Author: Stephen R. Bowen, Richard Cheng, Kylie Kang, Janice Kim, Ana Paula Santos Lima, Dominic A. Maes, Juergen Meyer, Karen Ordovas, Kerry Reding 👨🔬
Affiliation: Department of Radiation Oncology, University of Washington, Department of Radiation Oncology, Fred Hutchinson Cancer Center, University of Washington, Department of Radiology, University of Washington, Division of Cardiology, University of Washington, Department of Biobehavioral Nursing and Health Informatics, School of Nursing, University of Washington 🌍
Purpose: Artificial intelligence (AI)-based auto-segmentation tools can increase the efficacy and reproducibility of radiotherapy (RT) treatment planning. This study evaluates the quality of AI-generated cardiac substructures and investigates the dosimetric differences resulting from geometric discrepancies.
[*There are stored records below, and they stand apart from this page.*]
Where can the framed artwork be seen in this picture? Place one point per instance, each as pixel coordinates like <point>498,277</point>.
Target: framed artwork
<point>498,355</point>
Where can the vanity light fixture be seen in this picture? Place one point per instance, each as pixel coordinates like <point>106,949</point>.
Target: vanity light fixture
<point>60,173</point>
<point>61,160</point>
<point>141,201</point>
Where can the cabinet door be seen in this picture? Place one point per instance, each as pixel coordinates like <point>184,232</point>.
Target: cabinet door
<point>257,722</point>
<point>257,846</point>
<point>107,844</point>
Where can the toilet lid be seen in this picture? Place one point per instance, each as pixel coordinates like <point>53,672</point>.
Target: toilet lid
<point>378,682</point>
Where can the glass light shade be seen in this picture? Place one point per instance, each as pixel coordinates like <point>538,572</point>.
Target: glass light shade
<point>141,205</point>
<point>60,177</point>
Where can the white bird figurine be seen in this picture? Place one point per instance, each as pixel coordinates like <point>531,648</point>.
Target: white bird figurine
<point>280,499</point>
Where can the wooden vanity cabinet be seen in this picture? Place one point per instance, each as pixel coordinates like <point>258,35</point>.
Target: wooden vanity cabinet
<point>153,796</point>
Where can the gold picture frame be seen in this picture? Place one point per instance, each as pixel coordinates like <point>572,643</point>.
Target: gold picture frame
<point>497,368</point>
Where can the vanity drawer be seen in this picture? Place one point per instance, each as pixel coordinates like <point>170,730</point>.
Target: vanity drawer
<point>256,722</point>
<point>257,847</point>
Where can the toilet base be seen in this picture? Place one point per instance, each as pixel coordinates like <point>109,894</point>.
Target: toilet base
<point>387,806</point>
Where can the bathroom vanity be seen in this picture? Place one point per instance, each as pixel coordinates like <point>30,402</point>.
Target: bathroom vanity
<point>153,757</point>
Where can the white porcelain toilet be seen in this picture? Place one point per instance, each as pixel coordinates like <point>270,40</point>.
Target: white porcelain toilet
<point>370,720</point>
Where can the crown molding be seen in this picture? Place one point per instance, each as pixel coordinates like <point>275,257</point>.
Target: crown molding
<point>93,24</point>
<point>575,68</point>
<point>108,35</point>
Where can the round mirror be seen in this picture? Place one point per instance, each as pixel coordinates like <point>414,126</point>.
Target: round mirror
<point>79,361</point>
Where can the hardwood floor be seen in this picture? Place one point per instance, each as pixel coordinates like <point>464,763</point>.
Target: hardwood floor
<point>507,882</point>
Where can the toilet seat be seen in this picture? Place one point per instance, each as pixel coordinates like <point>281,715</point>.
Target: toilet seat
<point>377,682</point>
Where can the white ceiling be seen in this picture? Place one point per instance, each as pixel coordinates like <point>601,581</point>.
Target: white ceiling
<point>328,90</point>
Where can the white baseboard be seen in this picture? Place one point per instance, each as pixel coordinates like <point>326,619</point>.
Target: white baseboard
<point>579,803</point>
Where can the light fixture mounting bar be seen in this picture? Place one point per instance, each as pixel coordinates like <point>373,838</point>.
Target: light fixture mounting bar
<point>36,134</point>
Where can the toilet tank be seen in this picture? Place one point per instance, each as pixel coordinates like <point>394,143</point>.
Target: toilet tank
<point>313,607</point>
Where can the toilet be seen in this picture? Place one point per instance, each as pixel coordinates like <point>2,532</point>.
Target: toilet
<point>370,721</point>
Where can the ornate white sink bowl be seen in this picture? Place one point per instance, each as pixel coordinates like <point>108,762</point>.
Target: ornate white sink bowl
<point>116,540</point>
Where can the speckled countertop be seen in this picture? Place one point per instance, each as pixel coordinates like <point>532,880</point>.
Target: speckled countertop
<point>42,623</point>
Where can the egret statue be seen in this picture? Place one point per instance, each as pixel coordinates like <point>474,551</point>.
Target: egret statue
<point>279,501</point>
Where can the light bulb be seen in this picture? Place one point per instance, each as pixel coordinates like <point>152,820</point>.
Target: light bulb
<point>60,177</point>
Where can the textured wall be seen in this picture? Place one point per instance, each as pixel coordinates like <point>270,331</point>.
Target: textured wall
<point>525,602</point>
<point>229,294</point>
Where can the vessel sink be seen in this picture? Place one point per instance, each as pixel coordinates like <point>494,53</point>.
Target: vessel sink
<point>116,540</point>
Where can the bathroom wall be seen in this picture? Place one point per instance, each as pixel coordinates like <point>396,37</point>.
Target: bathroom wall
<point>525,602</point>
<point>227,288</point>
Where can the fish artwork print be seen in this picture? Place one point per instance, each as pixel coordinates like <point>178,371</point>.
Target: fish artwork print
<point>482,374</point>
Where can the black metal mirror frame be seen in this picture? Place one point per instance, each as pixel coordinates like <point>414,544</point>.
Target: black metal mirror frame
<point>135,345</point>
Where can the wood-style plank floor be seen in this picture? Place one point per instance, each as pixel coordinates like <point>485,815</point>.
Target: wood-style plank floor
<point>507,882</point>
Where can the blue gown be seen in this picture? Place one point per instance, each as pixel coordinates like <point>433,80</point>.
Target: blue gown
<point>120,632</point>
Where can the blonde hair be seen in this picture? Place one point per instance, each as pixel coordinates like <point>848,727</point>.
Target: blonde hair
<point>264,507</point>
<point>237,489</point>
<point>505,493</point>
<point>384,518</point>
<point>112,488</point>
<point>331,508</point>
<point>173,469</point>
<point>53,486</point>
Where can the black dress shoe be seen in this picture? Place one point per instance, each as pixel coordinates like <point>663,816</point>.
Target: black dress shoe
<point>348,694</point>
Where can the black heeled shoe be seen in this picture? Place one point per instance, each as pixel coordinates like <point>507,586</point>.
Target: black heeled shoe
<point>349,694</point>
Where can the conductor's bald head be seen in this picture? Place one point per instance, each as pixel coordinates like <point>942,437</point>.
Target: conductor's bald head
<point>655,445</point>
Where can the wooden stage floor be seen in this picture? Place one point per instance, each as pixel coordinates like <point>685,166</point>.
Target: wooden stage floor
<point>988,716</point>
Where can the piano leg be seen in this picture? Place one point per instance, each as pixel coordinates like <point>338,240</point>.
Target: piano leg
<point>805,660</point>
Methods: Using LimbusAI-RadFormation, seven cardiac substructures were auto-segmented on 32 CT scans from the UPBEAT breast RT cohort: the heart, anterior aorta, left anterior descending artery (LAD), pulmonary artery, inferior vena cava, superior vena cava, and left ventricle. A cardiothoracic radiologist (human expert) manually performed the same task for comparison and validation. All patients underwent photon-based RT targeting the left breast. Quantitative similarity was assessed using the Dice Similarity Coefficient (DSC). Dosimetric analysis compared minimum, maximum, and mean doses between AI-generated and expert contours using the Wilcoxon signed-rank test.
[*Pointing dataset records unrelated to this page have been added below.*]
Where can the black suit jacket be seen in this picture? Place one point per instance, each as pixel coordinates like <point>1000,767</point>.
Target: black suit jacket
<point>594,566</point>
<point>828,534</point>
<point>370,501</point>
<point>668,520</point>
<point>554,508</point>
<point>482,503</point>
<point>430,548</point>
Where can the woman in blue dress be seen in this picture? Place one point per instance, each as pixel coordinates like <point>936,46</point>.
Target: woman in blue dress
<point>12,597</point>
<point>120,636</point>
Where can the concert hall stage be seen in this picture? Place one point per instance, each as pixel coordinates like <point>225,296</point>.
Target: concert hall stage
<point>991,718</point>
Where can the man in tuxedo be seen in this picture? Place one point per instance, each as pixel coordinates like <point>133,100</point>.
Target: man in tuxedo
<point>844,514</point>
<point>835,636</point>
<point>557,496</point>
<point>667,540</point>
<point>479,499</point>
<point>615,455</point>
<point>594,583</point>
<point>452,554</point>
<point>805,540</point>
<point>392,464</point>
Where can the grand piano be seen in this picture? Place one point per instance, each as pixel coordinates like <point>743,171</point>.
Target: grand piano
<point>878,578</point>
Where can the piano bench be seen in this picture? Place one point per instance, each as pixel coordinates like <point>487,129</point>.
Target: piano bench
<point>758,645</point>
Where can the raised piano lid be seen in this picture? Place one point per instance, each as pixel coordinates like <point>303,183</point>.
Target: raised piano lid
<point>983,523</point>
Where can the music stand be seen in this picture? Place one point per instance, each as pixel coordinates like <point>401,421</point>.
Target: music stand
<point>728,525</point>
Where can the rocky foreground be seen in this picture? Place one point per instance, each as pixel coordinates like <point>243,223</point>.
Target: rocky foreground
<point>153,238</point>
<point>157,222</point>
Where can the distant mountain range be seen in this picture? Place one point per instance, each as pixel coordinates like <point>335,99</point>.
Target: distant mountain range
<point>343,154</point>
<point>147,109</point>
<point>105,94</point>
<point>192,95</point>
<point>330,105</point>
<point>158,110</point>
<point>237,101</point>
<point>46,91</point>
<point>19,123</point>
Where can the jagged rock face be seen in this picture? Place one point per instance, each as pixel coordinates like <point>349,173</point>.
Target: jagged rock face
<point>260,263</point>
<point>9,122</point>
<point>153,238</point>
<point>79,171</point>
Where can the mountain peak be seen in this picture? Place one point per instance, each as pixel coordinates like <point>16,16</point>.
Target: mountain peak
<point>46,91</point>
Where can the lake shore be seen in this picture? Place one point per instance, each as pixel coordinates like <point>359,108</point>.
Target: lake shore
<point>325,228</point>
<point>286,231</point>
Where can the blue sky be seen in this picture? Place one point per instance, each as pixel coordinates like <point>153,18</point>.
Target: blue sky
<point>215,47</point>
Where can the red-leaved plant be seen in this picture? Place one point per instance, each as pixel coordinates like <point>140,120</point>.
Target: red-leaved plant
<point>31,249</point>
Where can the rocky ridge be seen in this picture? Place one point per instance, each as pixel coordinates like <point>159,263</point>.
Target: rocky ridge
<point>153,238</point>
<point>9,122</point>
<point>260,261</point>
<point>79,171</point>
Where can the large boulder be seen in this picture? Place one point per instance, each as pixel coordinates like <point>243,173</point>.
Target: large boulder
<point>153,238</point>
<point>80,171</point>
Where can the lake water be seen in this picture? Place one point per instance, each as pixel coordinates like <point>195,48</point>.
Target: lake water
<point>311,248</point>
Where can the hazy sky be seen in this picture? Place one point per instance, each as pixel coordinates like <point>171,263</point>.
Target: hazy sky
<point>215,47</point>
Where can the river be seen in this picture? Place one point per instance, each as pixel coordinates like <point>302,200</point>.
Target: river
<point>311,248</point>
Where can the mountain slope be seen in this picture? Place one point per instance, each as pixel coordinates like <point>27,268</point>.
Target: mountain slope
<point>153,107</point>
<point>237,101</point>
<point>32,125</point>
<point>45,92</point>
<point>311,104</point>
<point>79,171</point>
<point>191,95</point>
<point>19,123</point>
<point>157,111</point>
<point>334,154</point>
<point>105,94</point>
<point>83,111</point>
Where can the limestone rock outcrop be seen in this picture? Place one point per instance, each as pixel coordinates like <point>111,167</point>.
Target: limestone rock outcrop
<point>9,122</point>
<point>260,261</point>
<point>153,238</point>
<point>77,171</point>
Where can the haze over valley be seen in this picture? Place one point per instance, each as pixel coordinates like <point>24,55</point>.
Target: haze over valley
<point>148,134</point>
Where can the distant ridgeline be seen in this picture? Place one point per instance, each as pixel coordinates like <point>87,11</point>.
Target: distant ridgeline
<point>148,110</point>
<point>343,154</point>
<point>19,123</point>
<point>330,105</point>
Results: A total of 215 contours were generated. Median DSC values for AI-generated contours were high for most cardiac substructures, including the heart 1.0 (range:0.9-1.0), anterior aorta 1.0 (range: 0.9-1.0), pulmonary artery 1.0 (range: 0.9-1.0), inferior vena cava 1.0 (range: 0.5-1.0), superior vena cava 1.0 (range: 0.9-1.0), and left ventricle 1.0 (range: 0.9-1.0). Lower median DSC was observed for the LAD 0.4; (range: 0.1–0.6) driven primarily by variations in the superior-inferior extent between AI and expert contours. Interestingly, the dosimetric differences between AI-generated and expert contours were not statistically significant (p > 0.05), even for the LAD across minimum, maximum, and mean dose values.
Conclusion: The AI-generated contours generally showed excellent agreement with those created by a human expert, except for the LAD, where variations in the superior-inferior extent were noted. Despite this, the dosimetric impact of inaccuracies in the AI-generated cardiac substructure contours was negligible, indicating their acceptability for breast RT planning and evaluation. However, the variability in LAD contours warrants further investigation to ensure clinical suitability, particularly when applying LAD specific planning constraints.